Klassisches Startmenü, einfachere Bedienung, ein Betriebssystem für alle Geräte: Bei seinem neuen Windows entscheidet sich Microsoft für eine Art "Zurück in die Zukunft" - und überspringt eine Versionsnummer.

San Francisco - Microsoft hat seine Nutzer seit einiger Zeit auf ein neues, komplett überarbeitetes Betriebssystem eingeschworen. Den angeblich großen technologischen Fortschritt untermauert der Softwarekonzern nun mit einer symbolischen Geste: Für sein neues Windows lässt Microsoft eine Ziffer aus. Auf den unbeliebten Vorgänger Windows 8 folge Windows 10. Dies teilte der Konzern bei einer ersten Vorstellung der nächsten Version seines Computerbetriebssystems mit.
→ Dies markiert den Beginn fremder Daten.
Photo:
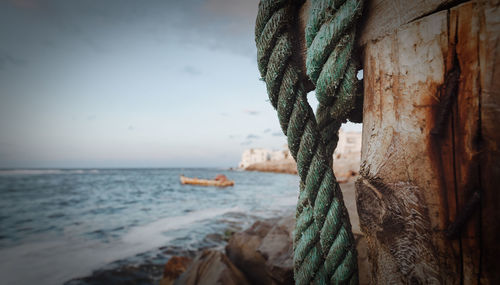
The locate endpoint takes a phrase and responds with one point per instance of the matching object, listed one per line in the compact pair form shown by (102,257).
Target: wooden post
(428,197)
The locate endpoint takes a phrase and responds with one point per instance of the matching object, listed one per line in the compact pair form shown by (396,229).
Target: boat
(207,182)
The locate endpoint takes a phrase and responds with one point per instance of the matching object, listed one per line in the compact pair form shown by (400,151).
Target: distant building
(349,144)
(347,155)
(254,155)
(257,155)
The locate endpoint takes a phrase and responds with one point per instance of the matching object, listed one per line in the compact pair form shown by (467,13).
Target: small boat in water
(219,181)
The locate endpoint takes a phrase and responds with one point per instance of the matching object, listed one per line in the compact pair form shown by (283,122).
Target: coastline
(261,252)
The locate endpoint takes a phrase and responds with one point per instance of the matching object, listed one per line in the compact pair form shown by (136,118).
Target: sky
(127,83)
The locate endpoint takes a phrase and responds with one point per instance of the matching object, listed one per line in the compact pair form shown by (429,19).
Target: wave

Offenbar besinnt sich Microsoft auf die bewährte Bedienung früherer Tage: Bei Windows 10 kommt das klassische Startmenü zurück. Außerdem soll man einfacher zwischen klassischer und Touch-Bedienung umschalten können. Auch Nutzer des älteren Betriebssystems Windows 7 sollen sich ohne größere Anstrengungen zurechtfinden, betonte Microsoft-Manager Joe Belfiore. Eine einheitliche Plattform soll den Kunden über alle Geräte hinweg eine bessere Orientierung bieten. Zumindest bei der Präsentation in San Francisco legte der Konzern einen deutlichen Fokus auf Unternehmen als wichtige Kunden.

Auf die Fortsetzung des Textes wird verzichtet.